2は、何だろう。記号学は敵なのか味方なのか。私にはかつて池上嘉彦の記号論関係の著作を読み進めようとして挫折した過去があるのだが、これは理解できなかったからではなかった。似たようなことを考えているのに、微妙なところがどうしても肌に合わなくて、かえって体が拒否反応を示したのである。トラウマの克服なるか。あるいは、更なる悪化を招くか。

3は、パースである。名前を見かける割りによく知らない人だ。きっと偉い人なのだが、何がどう偉かったのか。著作集1巻目が現象学、3巻目が形而上学だが、この2巻目は記号論関係の著作。
http://www.wind.sannet.ne.jp/masa-t/index.html
ここなんかでも、たくさん言及されている。パラパラめくった感じだと、読みこなすのは面倒臭そう。

4は、ネットの本屋さんの「本の内容」の項目に「自然法則とは何かを考える」とあったのに惹かれて買った。今回購入した中ではいちばん楽しめそうな本である。

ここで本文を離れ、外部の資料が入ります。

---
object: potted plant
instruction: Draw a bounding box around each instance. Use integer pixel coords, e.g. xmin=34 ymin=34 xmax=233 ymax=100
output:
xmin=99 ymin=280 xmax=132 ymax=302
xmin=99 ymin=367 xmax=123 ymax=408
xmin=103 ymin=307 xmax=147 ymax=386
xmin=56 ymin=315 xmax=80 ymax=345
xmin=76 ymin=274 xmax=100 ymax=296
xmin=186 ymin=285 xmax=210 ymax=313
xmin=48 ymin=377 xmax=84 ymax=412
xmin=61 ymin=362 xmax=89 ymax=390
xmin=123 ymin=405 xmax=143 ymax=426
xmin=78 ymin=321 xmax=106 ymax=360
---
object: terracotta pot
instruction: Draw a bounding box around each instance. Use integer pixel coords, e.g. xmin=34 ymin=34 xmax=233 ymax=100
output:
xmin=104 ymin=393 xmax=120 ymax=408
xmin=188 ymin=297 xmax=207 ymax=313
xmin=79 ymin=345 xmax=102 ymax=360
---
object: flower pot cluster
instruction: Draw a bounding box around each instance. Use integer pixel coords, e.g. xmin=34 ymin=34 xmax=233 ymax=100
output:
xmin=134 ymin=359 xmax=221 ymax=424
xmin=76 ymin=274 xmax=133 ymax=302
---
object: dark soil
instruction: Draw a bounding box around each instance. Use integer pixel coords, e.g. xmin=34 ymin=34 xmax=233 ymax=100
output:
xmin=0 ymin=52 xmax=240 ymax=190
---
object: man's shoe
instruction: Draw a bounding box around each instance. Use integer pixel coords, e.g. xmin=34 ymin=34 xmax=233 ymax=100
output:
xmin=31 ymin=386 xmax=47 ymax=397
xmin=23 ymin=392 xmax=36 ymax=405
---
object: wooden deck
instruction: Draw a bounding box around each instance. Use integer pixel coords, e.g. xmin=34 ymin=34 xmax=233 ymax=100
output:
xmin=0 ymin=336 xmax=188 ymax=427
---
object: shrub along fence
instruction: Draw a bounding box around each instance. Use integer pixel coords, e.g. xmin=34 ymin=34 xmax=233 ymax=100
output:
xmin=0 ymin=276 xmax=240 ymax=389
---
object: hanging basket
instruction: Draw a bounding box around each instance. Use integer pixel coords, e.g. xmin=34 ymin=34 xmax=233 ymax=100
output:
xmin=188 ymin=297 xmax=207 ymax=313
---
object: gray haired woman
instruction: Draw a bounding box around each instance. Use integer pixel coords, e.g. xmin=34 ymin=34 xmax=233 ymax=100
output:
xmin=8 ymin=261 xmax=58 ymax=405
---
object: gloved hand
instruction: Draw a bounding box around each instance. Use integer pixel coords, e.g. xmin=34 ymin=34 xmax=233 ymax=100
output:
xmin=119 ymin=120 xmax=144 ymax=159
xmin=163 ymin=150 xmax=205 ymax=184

予想外のオマケは、第2章。アルキメデスに関する記述があったこと。アカデミックな興味ではないが、私はかなりのアルキメデスファンであると自負している。所持する関連本は10冊以上。mixiにアルキメデスのコミュニティーがないのを訝り、自分で立ち上げたくらいである。お勉強になっちゃ、つまらない。大いに楽しみたい。